Native voices going extinct (fwd)

phil cash cash cashcash at EMAIL.ARIZONA.EDU
Mon Feb 19 21:05:40 UTC 2007


Native voices going extinct
A few tongues survive in Canada

February 18, 2007
Peter Calamai
Science Writer
http://www.thestar.com/sciencetech/article/183040

SAN FRANCISCO–Every time a language dies, experts warned here yesterday,
the world loses irreplaceable scientific knowledge as well as cultural
richness.

The potential toll is immense, with an estimated half of humanity's
current 7,000 languages struggling to survive, often spoken by just an
elderly few.

A 1996 UN report classed aboriginal languages in Canada as among the
most endangered in the world and Statistics Canada concluded that only
three out of 50 – Cree, Ojibway and Inuktitut – had large enough
populations to be considered secure from extinction in the long run.

"The accumulated knowledge is fragile because most of the world's
languages have no writing," said linguist David Harrison, director of
research with the Living Tongues Institute.

Harrison said that Western biologists are only now beginning to unravel
the diversity of plants and species that local inhabitants have long
understood and catalogued in their rich vocabulary.

For example, recent research discovered that a butterfly in Costa Rica
wasn't one species but 10. Yet the local Tzeltal people had already
called the caterpillars by different names, because they attacked
different crops.

"The knowledge that science thinks it is discovering about plants,
animals and weather cycles has often been around for a long time," said
Harrison, a professor at Pennsylvania's Swarthmore College.

"It is out there, it is fragile and it is rapidly eroding," he said.

Yet recent success in reviving several aboriginal tongues is rousing
hope that the tide of language extinction is not inevitable, delegates
at the annual meeting of the American Association for the Advancement
of Science heard. Some examples:


# The language of Miami-Illinois Indians, long classed as extinct, is
now spoken daily by at least 50 people after a major "reclamation"
effort.




# Languages on the brink of extinction are being recorded for future
revival – such as that of the Chulym, a tribe of hunters and fishers in
Siberia.




# A master-apprentice program is rejuvenating some of the 50 threatened
aboriginal languages in California.




# More than 2,000 schoolchildren are now fluent speakers of Hawaiian, a
language banned from schools in Hawaii for almost a century.



"The reason that a lot of indigenous languages went extinct was that
they could not be used in school," said William Wilson, a professor of
Hawaiian Language and Studies at Hilo, Hawaii.

Despite a policy of official bilingualism, the native Hawaiian language
was in its death throes, but that changed dramatically after the state
legislature in 1987 scrapped a 90-year-ban on using Hawaiian in the
schools. Now, students are taught in their native language from
pre-school to college.

Yet Hawaiian-speaking students also study Japanese in the first six
grades, Latin in Grades 7 and 8, and English throughout. "We feel
children can learn many languages if they have a solid base in English
and Hawaiian," the language professor said.

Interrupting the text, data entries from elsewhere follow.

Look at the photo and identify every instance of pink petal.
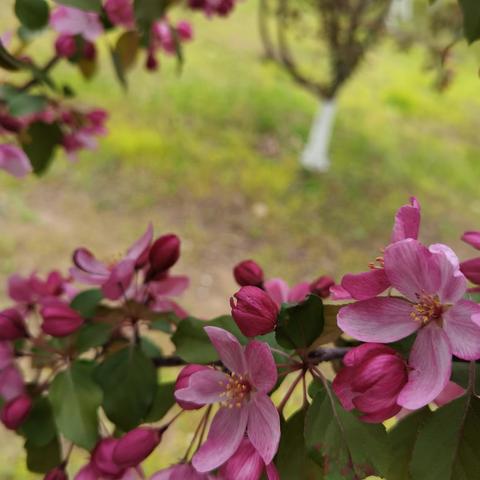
[247,392,280,464]
[429,243,467,303]
[384,239,441,302]
[263,278,290,306]
[175,368,228,405]
[392,199,420,243]
[245,340,277,393]
[443,300,480,360]
[462,231,480,250]
[337,297,420,343]
[397,323,452,410]
[205,327,247,375]
[342,268,390,300]
[192,404,248,472]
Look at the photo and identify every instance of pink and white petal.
[342,268,390,300]
[175,368,228,405]
[192,408,249,473]
[443,300,480,360]
[462,231,480,250]
[245,340,277,393]
[247,392,280,465]
[263,278,290,306]
[204,327,248,375]
[392,200,420,243]
[384,238,441,302]
[428,243,467,303]
[397,323,452,410]
[337,297,420,343]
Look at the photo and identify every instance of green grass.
[0,0,480,479]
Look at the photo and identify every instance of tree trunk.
[301,98,337,172]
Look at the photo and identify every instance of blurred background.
[0,0,480,474]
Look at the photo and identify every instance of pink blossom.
[50,5,103,42]
[175,327,280,472]
[220,438,280,480]
[342,197,420,300]
[0,143,32,178]
[104,0,135,29]
[332,343,408,423]
[337,239,480,409]
[230,286,280,337]
[70,225,153,300]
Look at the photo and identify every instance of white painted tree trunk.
[301,98,337,172]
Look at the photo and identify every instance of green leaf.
[145,382,175,423]
[276,295,324,349]
[70,288,103,318]
[305,382,390,480]
[95,346,157,431]
[458,0,480,43]
[172,315,246,363]
[55,0,102,13]
[275,410,323,480]
[410,395,480,480]
[20,397,57,447]
[22,122,63,175]
[15,0,49,30]
[48,361,102,450]
[387,407,431,480]
[25,437,62,473]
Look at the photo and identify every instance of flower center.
[220,373,252,408]
[410,293,444,325]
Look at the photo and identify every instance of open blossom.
[175,327,280,472]
[337,239,480,409]
[0,143,32,178]
[220,438,280,480]
[342,197,420,300]
[332,343,408,423]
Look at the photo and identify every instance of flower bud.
[230,286,279,337]
[310,275,335,298]
[0,308,28,341]
[112,427,162,468]
[0,394,32,430]
[147,233,180,280]
[233,260,263,287]
[40,302,83,337]
[332,343,408,423]
[175,364,209,410]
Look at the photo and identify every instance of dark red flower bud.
[230,286,280,337]
[0,308,28,341]
[0,394,32,430]
[310,275,335,298]
[175,364,210,410]
[147,233,180,281]
[233,260,263,287]
[40,302,83,337]
[112,427,162,468]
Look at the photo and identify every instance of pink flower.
[230,286,280,337]
[0,143,32,178]
[332,343,408,423]
[233,260,264,287]
[112,427,162,468]
[220,438,280,480]
[337,239,480,409]
[175,327,280,472]
[50,6,103,42]
[342,197,420,300]
[104,0,135,29]
[0,394,32,430]
[70,225,153,300]
[40,301,83,337]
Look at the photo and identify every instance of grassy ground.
[0,0,480,480]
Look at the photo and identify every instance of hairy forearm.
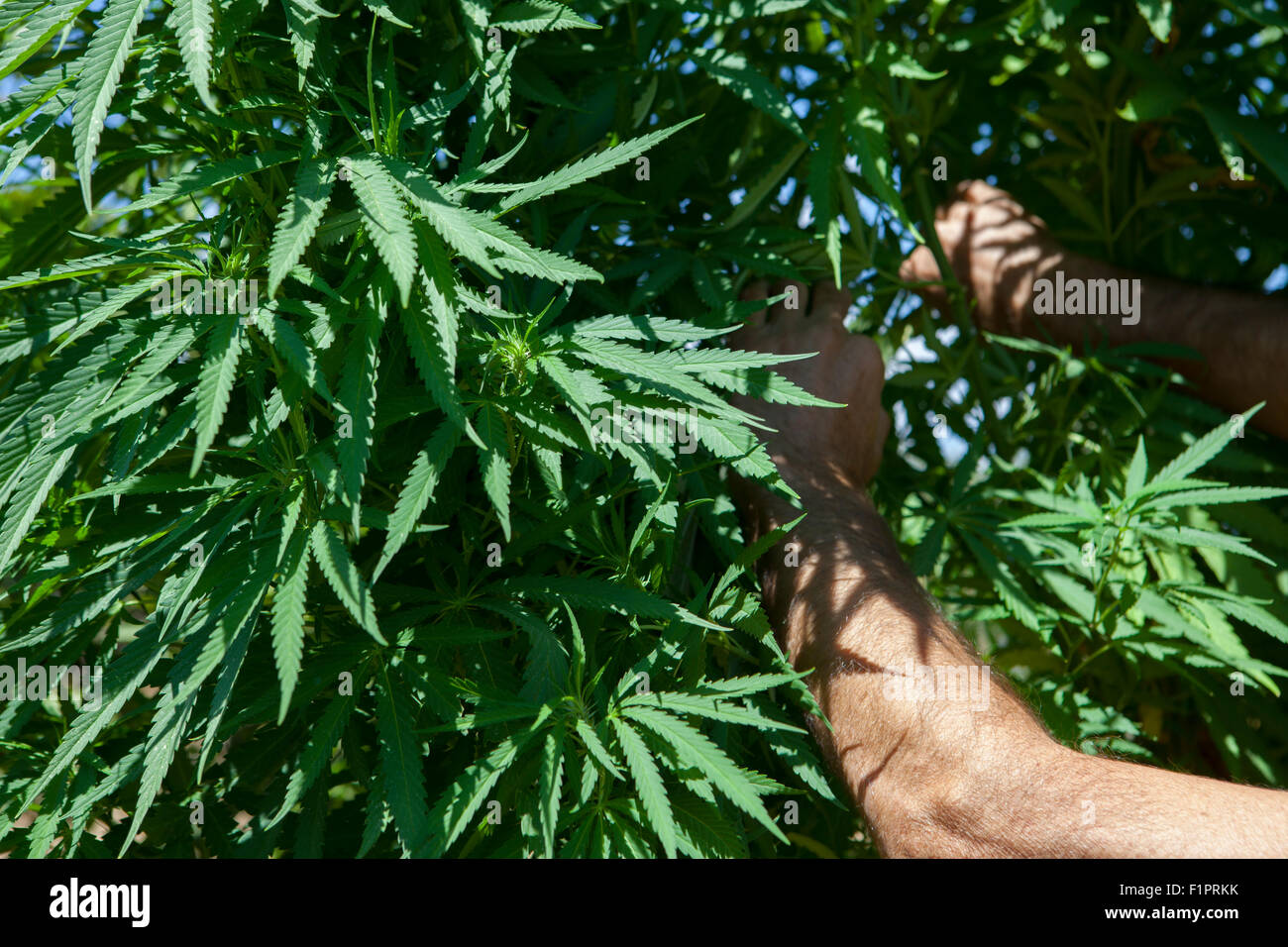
[756,472,1288,857]
[1025,254,1288,438]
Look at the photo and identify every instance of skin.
[733,185,1288,857]
[899,180,1288,438]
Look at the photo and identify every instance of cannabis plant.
[0,0,1288,857]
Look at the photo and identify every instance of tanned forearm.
[754,471,1288,857]
[1025,254,1288,438]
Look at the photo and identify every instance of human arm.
[899,180,1288,438]
[734,284,1288,857]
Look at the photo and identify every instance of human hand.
[899,180,1081,335]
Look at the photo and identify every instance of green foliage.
[0,0,1288,857]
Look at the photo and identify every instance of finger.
[769,279,808,322]
[739,279,769,329]
[966,180,1024,217]
[810,279,854,321]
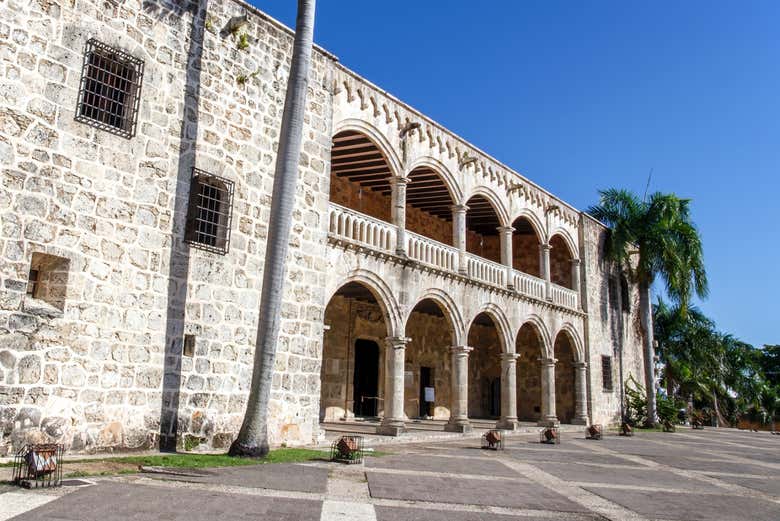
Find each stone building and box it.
[0,0,642,453]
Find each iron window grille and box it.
[184,168,233,255]
[601,356,612,391]
[76,38,144,139]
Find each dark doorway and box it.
[490,378,501,416]
[420,367,433,417]
[352,340,379,416]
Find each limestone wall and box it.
[0,0,331,452]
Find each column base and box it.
[496,418,518,431]
[536,416,561,427]
[444,420,472,432]
[376,420,406,436]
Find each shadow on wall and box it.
[143,0,208,451]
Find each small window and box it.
[182,335,195,358]
[27,269,40,298]
[185,168,233,255]
[620,275,631,313]
[76,38,144,138]
[26,252,70,311]
[601,356,612,391]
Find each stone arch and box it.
[547,227,580,259]
[326,269,403,337]
[466,302,515,353]
[331,118,404,177]
[408,156,463,203]
[403,288,465,346]
[512,207,547,243]
[555,322,585,362]
[463,186,511,226]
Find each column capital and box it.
[385,336,412,349]
[450,346,474,356]
[390,175,412,185]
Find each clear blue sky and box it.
[253,0,780,345]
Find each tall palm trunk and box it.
[229,0,315,457]
[639,281,658,426]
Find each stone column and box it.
[445,346,473,432]
[539,358,560,427]
[496,353,520,431]
[390,177,409,257]
[377,337,409,436]
[571,362,588,425]
[571,259,582,308]
[539,242,552,300]
[450,204,469,275]
[496,226,515,289]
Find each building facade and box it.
[0,0,643,454]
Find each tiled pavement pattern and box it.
[0,429,780,521]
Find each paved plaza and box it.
[0,429,780,521]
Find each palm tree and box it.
[589,189,707,425]
[229,0,315,458]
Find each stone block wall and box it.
[0,0,332,452]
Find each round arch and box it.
[326,269,403,337]
[547,227,580,259]
[555,322,585,362]
[403,288,465,345]
[512,208,547,244]
[466,302,515,353]
[408,156,463,203]
[332,118,403,177]
[462,186,512,226]
[515,315,553,358]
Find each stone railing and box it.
[467,253,506,287]
[512,270,544,300]
[328,203,396,253]
[550,284,577,309]
[406,230,458,271]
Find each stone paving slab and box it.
[700,474,780,498]
[535,463,712,492]
[146,463,328,494]
[585,487,780,521]
[366,472,586,512]
[646,455,777,476]
[13,482,322,521]
[365,454,517,478]
[375,506,603,521]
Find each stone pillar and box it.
[571,259,582,308]
[445,346,473,432]
[377,337,409,436]
[496,353,520,430]
[571,362,588,425]
[450,204,469,275]
[539,242,552,300]
[496,226,515,289]
[539,358,560,427]
[390,177,409,257]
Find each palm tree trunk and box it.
[229,0,315,457]
[639,281,658,427]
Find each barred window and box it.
[76,38,144,138]
[601,356,612,391]
[185,168,233,255]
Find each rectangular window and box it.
[601,356,612,391]
[76,38,144,138]
[185,168,233,255]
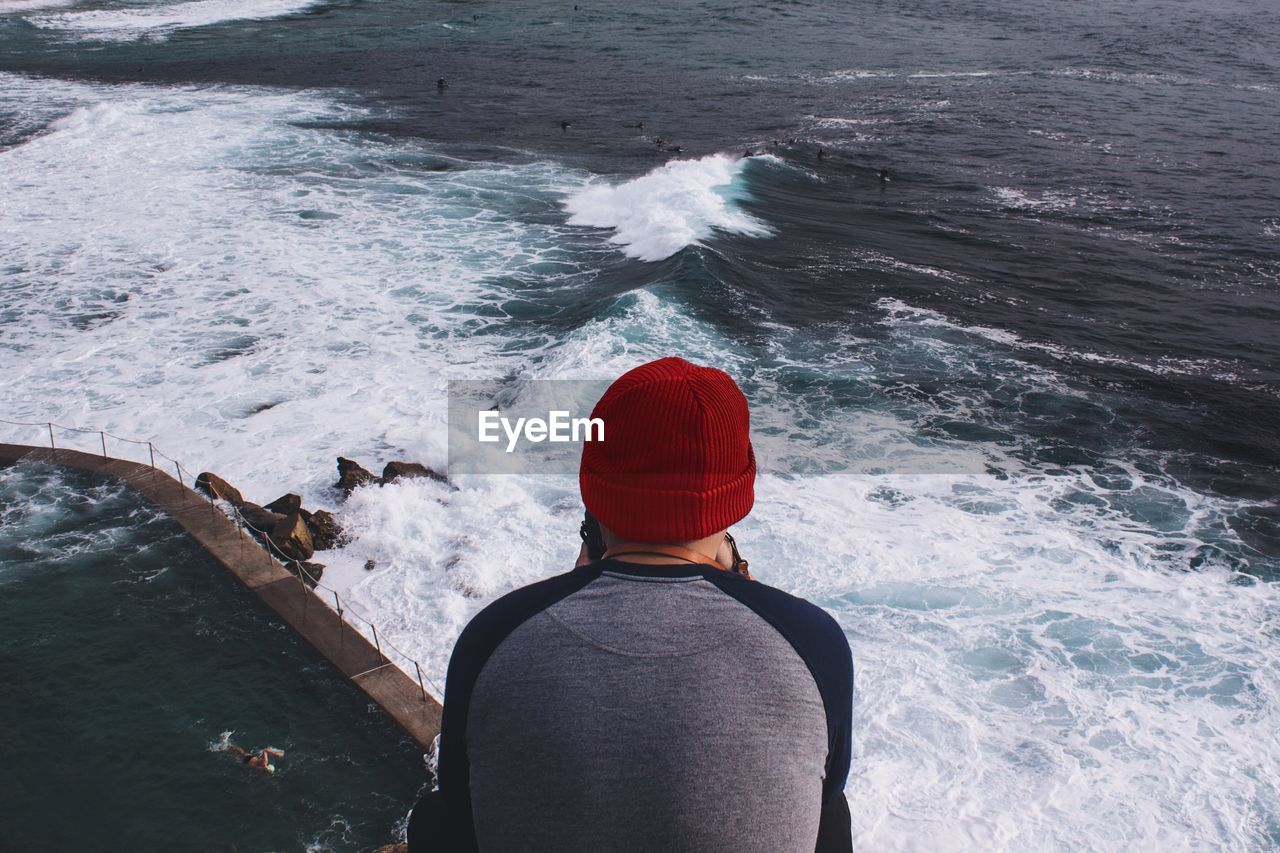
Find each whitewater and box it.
[0,74,1280,850]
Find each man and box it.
[227,743,284,774]
[408,359,854,853]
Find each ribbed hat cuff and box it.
[579,459,755,542]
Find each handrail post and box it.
[333,589,347,647]
[413,661,426,702]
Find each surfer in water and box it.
[227,743,284,774]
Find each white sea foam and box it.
[28,0,319,41]
[0,0,76,15]
[0,76,1280,850]
[564,154,771,261]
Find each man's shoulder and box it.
[454,569,594,654]
[717,573,849,652]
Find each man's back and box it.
[440,560,852,852]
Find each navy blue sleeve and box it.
[704,563,854,853]
[408,566,600,853]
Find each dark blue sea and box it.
[0,0,1280,850]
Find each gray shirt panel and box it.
[467,573,827,853]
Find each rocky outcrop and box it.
[298,510,343,551]
[270,512,316,561]
[196,471,244,507]
[265,492,302,515]
[334,456,379,497]
[236,501,285,533]
[383,462,449,483]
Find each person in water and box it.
[408,359,854,853]
[227,743,284,774]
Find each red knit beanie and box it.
[579,359,755,542]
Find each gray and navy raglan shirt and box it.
[410,560,854,853]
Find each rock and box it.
[383,462,449,483]
[271,512,316,561]
[334,456,378,496]
[196,471,244,507]
[236,501,287,533]
[266,492,302,515]
[298,510,342,551]
[298,562,324,589]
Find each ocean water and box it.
[0,0,1280,850]
[0,465,428,853]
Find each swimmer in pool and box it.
[227,743,284,774]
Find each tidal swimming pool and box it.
[0,464,428,853]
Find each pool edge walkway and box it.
[0,443,442,749]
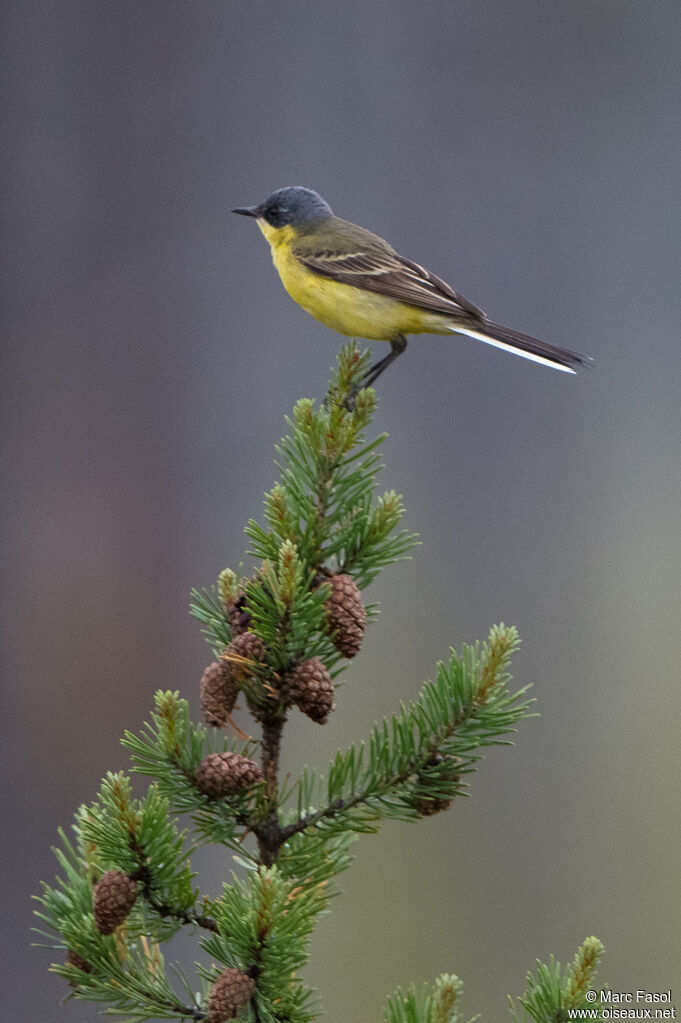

Wilson said in an interview that the architects of language recovery in
Hawaii worked closely with aboriginal groups in Canada, including the
Squamish in Vancouver and the Six Nations at Brantford. The Hawaiian
group also produced a multilingual book in co-operation with the Inuit.

The preservation of aboriginal languages in Canada was dealt a major
blow last year when the Harper government scrapped a 10-year, $173
million language revitalization program.

Yet Miami tribe member Daryl Baldwin told a news conference that even a
supposedly extinct aboriginal language can be brought back to life.
That's what happened with the Miami language previously spoken over a
wide region of the lower Great Lakes.

At Miami University in Ohio, Baldwin and colleagues pored over written
records to help interested tribe members again speak the language.

And the language is kept up to date, he said. In Miami, the word for a
computer translates as "the thing that thinks fast."